Abstiegskampf pur in Burgwedel

Freude bei den Ersatzspielern des Drittligisten Handball Hannover Burgwedel. Gegen HC Empor Rostock wollen die HHB-Spieler jubeln. (Foto: Holger Staab)
 
Spielertrainer Marius Kastening konzentriert sich auf seine Aufgabe beim 7m-Wurf. (Foto: Holger Staab)

HC Empor Rostock gastiert bei Handball Hannover Burgwedel

BURGWEDEL (st). Mit dem HC Empor Rostock stellt sich am Samstag, 16. November, um 19 Uhr in der 3. Liga Nord-Ost ein weiteres Topteam in Burgwedel vor. Handball Hannover Burgwedel ist in der jetzigen Phase nicht zu beneiden, denn im Tabellenkeller stehend kommen wöchentlich schwerste Aufgaben auf die Mannschaft zu und die Situation wird mit weiteren Niederlagen nicht besser. Nach der Partie am Samstag werden beim Oranienburger HC und gegen die Füchse Berlin wichtige Begegnungen auf HHB zukommen. Spätestens dann zählen nur noch Punktgewinne.
„Burgwedel steht vor schwierigen Wochen“, lautete bereits vor dem Spiel gegen Spitzenreiter Dessau-Rosslauer HV die Aussage in einer Pressemeldung von Markus Mücke vom HHB. „Den Spielern ist die aktuelle Situation bewusst und die Mannen um die Trainer Marius Kastening und Kay Behnke wollen sich weiterhin als verschworener Haufen und geschlossene Einheit präsentieren. Zusammen mit den Fans und den Verantwortlichen des Vereins will man die Karre gemeinsam aus dem Dreck holen.“
Das Abstiegsgespenst steht über der Mannschaft und nur mit Energieleistungen wird die Mannschaft wieder in die richtige Fahrspur kommen und Siege erzielen. Auch Coach Kastening ist dies bewusst: „Gerade in schwierigen Zeiten ist es wichtig, dass alle zusammenhalten“, so der 26-jährige Spielertrainer. Wann sich daraus Erfolge erarbeiten lassen, bleibt aber noch offen. Das es am Sonnabend gegen Empor Rostock in der Halle des Schulzentrums „Auf der Ramhorst“ klappt, ist eher unwahrscheinlich. Spätestens Ende November beim Oranienburger HC und dann im Dezember soll aber verlorener Boden gutgemacht werden.

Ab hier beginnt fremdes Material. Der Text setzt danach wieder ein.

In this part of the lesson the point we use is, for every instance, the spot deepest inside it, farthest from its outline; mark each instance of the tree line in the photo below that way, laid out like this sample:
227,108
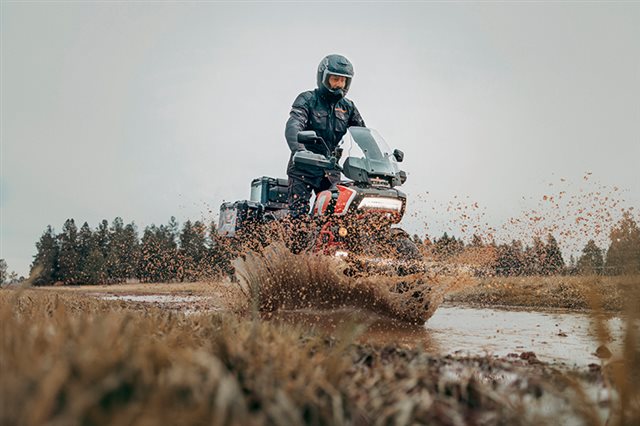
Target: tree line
544,257
114,253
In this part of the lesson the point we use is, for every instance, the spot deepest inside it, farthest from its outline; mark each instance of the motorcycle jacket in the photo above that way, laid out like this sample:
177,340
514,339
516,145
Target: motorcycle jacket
329,118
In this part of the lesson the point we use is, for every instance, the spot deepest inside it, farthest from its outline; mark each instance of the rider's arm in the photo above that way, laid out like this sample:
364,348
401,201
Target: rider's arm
298,119
356,118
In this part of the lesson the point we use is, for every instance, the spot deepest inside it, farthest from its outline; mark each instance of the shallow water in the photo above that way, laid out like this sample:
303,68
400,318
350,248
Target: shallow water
558,337
151,298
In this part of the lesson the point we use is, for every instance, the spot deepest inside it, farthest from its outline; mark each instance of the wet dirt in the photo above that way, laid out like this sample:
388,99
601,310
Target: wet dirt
563,338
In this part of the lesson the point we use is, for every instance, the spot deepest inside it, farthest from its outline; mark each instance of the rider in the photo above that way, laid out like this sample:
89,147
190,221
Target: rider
329,113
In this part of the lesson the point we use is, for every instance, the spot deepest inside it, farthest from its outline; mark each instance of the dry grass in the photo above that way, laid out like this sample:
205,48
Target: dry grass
571,292
68,359
277,279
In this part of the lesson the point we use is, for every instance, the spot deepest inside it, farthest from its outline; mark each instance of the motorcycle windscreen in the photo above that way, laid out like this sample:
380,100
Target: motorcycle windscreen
367,152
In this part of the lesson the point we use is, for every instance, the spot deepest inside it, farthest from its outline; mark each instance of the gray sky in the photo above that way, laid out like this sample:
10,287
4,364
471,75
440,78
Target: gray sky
151,109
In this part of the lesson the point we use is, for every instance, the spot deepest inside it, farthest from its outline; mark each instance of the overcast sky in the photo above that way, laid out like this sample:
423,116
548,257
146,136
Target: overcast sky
146,110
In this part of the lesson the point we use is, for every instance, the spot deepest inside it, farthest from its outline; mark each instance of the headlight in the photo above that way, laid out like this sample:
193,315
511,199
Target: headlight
380,203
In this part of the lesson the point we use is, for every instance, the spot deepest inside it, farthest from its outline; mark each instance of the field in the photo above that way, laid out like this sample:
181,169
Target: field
210,353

Am Sonnabend kommt mit Rostock der Meister der vergangenen Saison aus der 3. Liga Nord nach Burgwedel. Die Rostocker konnten den Aufstieg in die 2. Liga zwar nicht realisieren, stellen aber auch in dieser Spielzeit ein Klasseteam. Bisher reichte es aber nur zum 2. Platz, denn der Absteiger Dessau ist bisher unbesiegt und thront auf dem Spitzenplatz. Mit Trainer Till Wiechers haben die Burgwedeler Gäste einen erfahrenen Trainer auf der Bank und der will im Auswärtsspiel keineswegs verlieren. Spieler wie Philipp Rasmussen, Neuzugang Ole Dieringer oder Leon Witte werden Rostock dabei helfen, einen Erfolg zu verbuchen.

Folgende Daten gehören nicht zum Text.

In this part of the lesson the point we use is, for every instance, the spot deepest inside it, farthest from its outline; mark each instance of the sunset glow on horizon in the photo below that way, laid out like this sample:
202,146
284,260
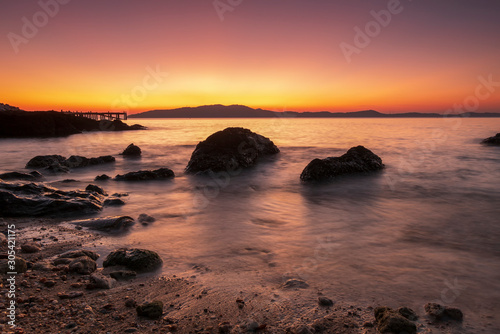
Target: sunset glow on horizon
426,56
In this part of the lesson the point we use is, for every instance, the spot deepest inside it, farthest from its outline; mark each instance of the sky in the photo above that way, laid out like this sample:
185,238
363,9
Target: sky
301,55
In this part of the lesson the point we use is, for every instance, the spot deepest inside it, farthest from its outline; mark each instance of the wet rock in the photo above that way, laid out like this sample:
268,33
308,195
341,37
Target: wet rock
439,312
132,150
102,177
79,253
389,320
20,266
83,265
230,150
34,200
357,160
32,176
123,274
114,202
145,219
95,189
495,140
134,259
152,310
99,281
109,224
30,248
294,283
323,301
43,161
146,175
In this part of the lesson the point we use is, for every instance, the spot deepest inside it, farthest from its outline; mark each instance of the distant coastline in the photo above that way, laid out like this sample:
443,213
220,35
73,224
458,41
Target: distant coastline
240,111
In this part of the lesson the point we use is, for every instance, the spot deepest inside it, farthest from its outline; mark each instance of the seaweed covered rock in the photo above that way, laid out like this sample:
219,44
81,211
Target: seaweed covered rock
146,175
135,259
229,150
495,140
357,160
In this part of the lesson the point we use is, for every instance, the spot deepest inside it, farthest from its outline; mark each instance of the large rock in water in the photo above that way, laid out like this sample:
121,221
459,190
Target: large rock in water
229,150
34,200
357,160
135,259
146,175
495,140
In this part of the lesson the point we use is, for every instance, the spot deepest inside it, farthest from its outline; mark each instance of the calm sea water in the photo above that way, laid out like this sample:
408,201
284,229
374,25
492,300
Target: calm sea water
425,229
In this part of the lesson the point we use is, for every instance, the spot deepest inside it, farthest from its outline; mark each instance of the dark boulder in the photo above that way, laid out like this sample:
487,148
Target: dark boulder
229,150
146,175
32,176
132,151
116,223
439,312
357,160
34,200
389,320
495,140
134,259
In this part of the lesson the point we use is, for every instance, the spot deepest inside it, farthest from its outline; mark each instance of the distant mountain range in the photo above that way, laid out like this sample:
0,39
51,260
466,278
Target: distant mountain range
239,111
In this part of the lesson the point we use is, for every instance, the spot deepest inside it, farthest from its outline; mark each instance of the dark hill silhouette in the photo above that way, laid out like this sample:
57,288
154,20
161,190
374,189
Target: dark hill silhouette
239,111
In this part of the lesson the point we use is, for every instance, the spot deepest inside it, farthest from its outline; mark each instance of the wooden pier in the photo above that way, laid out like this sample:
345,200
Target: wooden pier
98,116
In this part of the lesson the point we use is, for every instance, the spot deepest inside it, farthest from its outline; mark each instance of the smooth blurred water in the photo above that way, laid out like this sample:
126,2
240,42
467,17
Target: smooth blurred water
425,229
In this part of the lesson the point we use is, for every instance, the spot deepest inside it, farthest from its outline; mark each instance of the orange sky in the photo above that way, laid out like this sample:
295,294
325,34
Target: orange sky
279,55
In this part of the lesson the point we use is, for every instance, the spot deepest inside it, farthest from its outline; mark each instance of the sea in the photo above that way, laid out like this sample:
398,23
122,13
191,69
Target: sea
425,229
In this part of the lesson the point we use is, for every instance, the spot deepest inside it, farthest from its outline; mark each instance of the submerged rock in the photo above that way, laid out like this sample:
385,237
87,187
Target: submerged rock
389,320
34,200
132,151
357,160
146,175
439,312
134,259
495,140
32,176
115,223
229,150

Wenn es bei der HHB aber mit einem guten Start klappen sollte und die Mannschaft um Steffen Dunekacke in Fahrt kommt, könnte HHB der Spitzenmannschaft gefährlich werden.

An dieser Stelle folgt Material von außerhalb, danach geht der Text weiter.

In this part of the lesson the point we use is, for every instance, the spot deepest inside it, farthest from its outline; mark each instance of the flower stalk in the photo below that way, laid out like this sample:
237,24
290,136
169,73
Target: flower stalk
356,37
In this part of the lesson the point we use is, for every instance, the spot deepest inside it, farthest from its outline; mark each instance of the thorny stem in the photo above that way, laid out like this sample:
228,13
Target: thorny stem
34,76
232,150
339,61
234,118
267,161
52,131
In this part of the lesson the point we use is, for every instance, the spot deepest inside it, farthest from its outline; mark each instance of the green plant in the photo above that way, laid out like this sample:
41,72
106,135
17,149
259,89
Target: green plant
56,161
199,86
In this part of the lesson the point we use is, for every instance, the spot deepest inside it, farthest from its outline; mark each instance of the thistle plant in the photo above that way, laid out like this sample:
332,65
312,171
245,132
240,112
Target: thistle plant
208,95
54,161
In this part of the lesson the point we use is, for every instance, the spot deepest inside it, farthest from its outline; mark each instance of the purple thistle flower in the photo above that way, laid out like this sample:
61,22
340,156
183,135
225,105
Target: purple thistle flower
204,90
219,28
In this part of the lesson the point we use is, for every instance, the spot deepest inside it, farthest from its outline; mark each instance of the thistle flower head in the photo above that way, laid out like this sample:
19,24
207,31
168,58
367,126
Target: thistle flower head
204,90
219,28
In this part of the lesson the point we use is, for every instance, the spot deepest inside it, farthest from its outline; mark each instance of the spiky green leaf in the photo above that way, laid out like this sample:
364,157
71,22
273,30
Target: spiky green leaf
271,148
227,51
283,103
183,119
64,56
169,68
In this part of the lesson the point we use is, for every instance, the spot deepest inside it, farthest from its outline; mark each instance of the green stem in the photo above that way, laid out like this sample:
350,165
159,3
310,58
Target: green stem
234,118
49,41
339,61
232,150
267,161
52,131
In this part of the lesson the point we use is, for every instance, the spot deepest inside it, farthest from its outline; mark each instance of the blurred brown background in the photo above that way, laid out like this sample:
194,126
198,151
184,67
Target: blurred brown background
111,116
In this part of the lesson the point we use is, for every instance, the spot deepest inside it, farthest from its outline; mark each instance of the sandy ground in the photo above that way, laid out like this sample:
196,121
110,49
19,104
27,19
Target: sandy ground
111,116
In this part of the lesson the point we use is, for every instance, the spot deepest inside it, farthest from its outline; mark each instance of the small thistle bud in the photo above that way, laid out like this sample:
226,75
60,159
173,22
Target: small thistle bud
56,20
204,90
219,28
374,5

Die individuellen Stärken der Burgwedeler müssen in eine mannschaftliche Stärke umgewandelt werden und die durchaus vorhandenen Qualitäten auf das Handballfeld übertragen werden. Spieler wie Nenad Bilbija, Artjom Antonevitch, Christian Hoff und Maurice Dräger sollten sich ihrer Verantwortung bewusst sein und neben den beiden Trainern als Vorbild für die anderen auftreten. Dann wird auch die Torquote, die in vielen Spielen unterirdisch war, wieder besser und ein Sieg gegen Rostock wäre möglich. Die Qualität im Kader von HHB ist da, sie muss sich jetzt, oder spätestens in den nächsten drei Partien, aus dem Schlaf erwachen lassen. Dann steht dem Weg in das gesicherte Mittelfeld der Liga und in eine bessere Zukunft auch nichts mehr im Weg.